The car brand has also set its sights firmly on the collection of data. With the pathway to purchase shrinking in the luxury space, Doyle revealed that nowadays the first dealer a consumer encounters is likely to be the person they will buy their car from. So brands like Audi need to use data and mobile technology to get consumers through the door and ready to put their hands in their pockets.
“The buzzword a little while ago was ‘big data’ and for big data to work you need little data – that’s what we’ve been focusing on,” Goult explained.
“The path to purchase has gotten shorter, the challenge for us, or the advantage for us is the touch–points have gotten more frequent. There used to be a dozen touch–points, now we’re up to 20 touch–points.”
Audi is using techniques on mobile that allow consumers to show an image of their new car on their own driveway before they own it. This is so they can decide which colour goes best with their garage door or garden – it’s these types of innovative techniques the brand hopes will get consumers’ attention.
“Smartphone consumption for car buying is almost at the point where it’s overtaking desktop. Really the smartphone is everything for these customers,” Goult said.
The car maker spends about a third of its Australian marketing budget on digital, with that being towards the top end of the parameters set by global marketing, due to Australia’s high smartphone penetration.
Goult said his perspective on the role of a marketer is to be focused on brand rather than just customers who are in the market to buy a luxury car right now.

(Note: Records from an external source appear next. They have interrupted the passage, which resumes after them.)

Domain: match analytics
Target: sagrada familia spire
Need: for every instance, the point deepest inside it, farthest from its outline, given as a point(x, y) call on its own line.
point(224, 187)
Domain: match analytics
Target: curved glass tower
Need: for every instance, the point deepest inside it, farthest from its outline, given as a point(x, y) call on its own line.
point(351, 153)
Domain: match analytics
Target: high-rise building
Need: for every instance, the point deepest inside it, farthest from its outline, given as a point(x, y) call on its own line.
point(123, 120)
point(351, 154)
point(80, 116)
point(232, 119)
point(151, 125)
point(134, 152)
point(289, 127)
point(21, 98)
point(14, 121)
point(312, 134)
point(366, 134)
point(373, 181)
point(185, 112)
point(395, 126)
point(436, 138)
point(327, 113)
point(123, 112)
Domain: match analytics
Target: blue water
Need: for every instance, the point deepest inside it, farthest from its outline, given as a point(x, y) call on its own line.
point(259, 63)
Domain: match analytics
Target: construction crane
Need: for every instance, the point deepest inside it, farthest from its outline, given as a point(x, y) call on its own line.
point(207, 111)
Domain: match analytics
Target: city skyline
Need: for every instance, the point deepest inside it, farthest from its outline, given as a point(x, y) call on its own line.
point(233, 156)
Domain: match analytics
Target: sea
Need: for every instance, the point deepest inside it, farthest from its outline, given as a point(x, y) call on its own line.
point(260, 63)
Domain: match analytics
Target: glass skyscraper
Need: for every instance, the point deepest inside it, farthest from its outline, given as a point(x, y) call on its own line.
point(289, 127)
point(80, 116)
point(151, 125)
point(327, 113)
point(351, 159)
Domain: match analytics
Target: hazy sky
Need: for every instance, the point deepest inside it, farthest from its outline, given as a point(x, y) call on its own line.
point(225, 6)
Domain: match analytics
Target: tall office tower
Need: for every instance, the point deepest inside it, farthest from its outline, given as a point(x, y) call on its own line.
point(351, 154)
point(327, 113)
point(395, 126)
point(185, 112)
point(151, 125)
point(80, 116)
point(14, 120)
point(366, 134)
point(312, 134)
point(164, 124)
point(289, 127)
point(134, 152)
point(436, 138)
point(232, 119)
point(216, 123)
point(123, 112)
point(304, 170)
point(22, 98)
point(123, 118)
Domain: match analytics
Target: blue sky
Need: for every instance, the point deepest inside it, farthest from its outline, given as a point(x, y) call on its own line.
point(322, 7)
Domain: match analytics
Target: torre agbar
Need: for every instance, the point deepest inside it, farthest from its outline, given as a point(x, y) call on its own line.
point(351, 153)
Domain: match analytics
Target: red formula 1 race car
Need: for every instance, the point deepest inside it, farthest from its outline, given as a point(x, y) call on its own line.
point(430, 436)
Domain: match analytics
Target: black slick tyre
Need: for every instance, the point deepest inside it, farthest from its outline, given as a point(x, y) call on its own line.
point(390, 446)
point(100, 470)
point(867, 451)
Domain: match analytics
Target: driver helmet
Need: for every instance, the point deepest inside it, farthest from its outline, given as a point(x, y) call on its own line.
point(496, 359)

“Building a great brand is what’s going to build your success. Only 5% of the market are looking to buy a car at any one time. If you only focus on that sales funnel you’re not catching that broader audience,” he said.
“We’re a relatively young brand in Australia so that’s very important for us. We need to fill he top end of the traditional marketing funnel with the information, with the brand awareness and getting people to be inquisitive about our product. If you’re just focusing on the bottom end of the funnel you’re not building your brand.”
Goult explained that marketing is as competitive as ever in every category, with Audi setting itself the goal of doing the most innovative work it can in every channel.
“If you think old fashioned, you’ll stay old fashioned,” he emphasised. “We have to push our boundaries.”